Since his retirement from Simon Fraser University, Lebowitz has taken up residence in Venezuela where he has been a close observer of political and economic developments as well as an adviser to Hugo Chávez. There he is associated with the Centro Internacional Miranda research institute. While his views on building socialism are informed by the Venezuelan experience, they are much more general in scope. Coming from a critique of the Soviet model and the Yugoslav system of market self-management (the subject of a promised book Studies in the Development of Socialism), Lebowitz recovers the core of the socialist vision: a society that fosters the full development of human capacities through revolutionary practice, i.e. the “coincidence of the changing of circumstances and of human activity or self-change.”
Socialism is a process that links human development and practice. Marx understood that in labor the worker not only transforms the material world, but also himself. The same dialectical relationship applies not only in the workplace but also in the sphere of political and economic struggle. So the key to human development is a society that maximizes the opportunities for active participation in all aspects of life, a society that fosters democracy, participation, and protaganism. Lebowitz argues that this is the premise for Marx’s critique in Capital. It is precisely because under capitalism labor is alienated that our products appear as an alien power that rule over us rather than as creations in which we can recognize ourselves and develop our human capacities.
Humans are social beings, but capitalism blocks a realization of our species being. While it replaces individual labor with social labor, it does this under the control of another, thereby denying the possibility of solidarity among associated workers. As Marx pointed out, it is only “when the worker cooperates in a planned way with others [that] he strips off the fetters of his individuality, and develops the capabilities of his species.” Full human development requires conscious collective decision making. It requires worker self-management.
But it requires more than this. It requires what Lebowitz calls a solidarian society. If worker cooperatives operate on the basis of common self-interest and relate to other cooperatives through market relations, then they simply become collective capitalists. This was the fate of Yugoslavian self-management. A solidarian society goes further. Cooperatives must themselves cooperate. Quoting Marx on the Paris Commune, “United cooperative societies are to regulate national production upon a common plan, thus taking it under their common control.”

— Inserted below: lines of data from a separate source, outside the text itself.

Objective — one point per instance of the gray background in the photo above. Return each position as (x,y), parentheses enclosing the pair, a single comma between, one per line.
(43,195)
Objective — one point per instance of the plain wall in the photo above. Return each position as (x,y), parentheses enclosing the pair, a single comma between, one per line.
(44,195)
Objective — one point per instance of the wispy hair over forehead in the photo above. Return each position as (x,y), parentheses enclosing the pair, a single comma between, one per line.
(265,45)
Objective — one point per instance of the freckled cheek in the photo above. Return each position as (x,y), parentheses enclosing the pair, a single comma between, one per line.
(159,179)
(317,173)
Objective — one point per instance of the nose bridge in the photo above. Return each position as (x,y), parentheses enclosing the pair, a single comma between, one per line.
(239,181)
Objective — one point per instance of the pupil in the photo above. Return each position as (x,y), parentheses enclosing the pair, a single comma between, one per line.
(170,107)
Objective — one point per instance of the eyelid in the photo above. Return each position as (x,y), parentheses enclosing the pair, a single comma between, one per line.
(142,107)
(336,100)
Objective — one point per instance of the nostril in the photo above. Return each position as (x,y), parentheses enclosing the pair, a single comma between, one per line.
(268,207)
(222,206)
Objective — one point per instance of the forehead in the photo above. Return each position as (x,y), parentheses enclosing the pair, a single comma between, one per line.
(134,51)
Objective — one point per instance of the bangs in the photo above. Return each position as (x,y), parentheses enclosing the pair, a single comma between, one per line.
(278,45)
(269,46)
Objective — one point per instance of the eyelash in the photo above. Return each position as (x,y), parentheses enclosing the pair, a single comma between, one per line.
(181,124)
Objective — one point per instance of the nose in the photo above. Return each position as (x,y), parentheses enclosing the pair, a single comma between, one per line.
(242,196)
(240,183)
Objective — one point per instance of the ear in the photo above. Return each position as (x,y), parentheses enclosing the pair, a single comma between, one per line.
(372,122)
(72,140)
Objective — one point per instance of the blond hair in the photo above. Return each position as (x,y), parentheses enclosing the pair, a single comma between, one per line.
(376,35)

Socialism as an organic system rests on the combination of social property, social production, and satisfaction of social needs – what Hugo Chávez calls the elementary triangle of socialism. These are interdependent in that “without production for social needs, no real social property; without social property, no worker decision making oriented towards society’s needs; without worker decision making, no transformation of people and their needs” (129). Once a socialist mode of production is established, socialism reproduces itself and is irreversible because each leg of the triangle sustains the others. But until that point is reached it is threatened by the established organic system of capitalism, even though it might be in crisis. Each is struggling to survive. For this reason, workers need state power (not the old hierarchical state but a truly democratic state) that can impose a mode of socialist regulation that will nurture the developing socialist triangle.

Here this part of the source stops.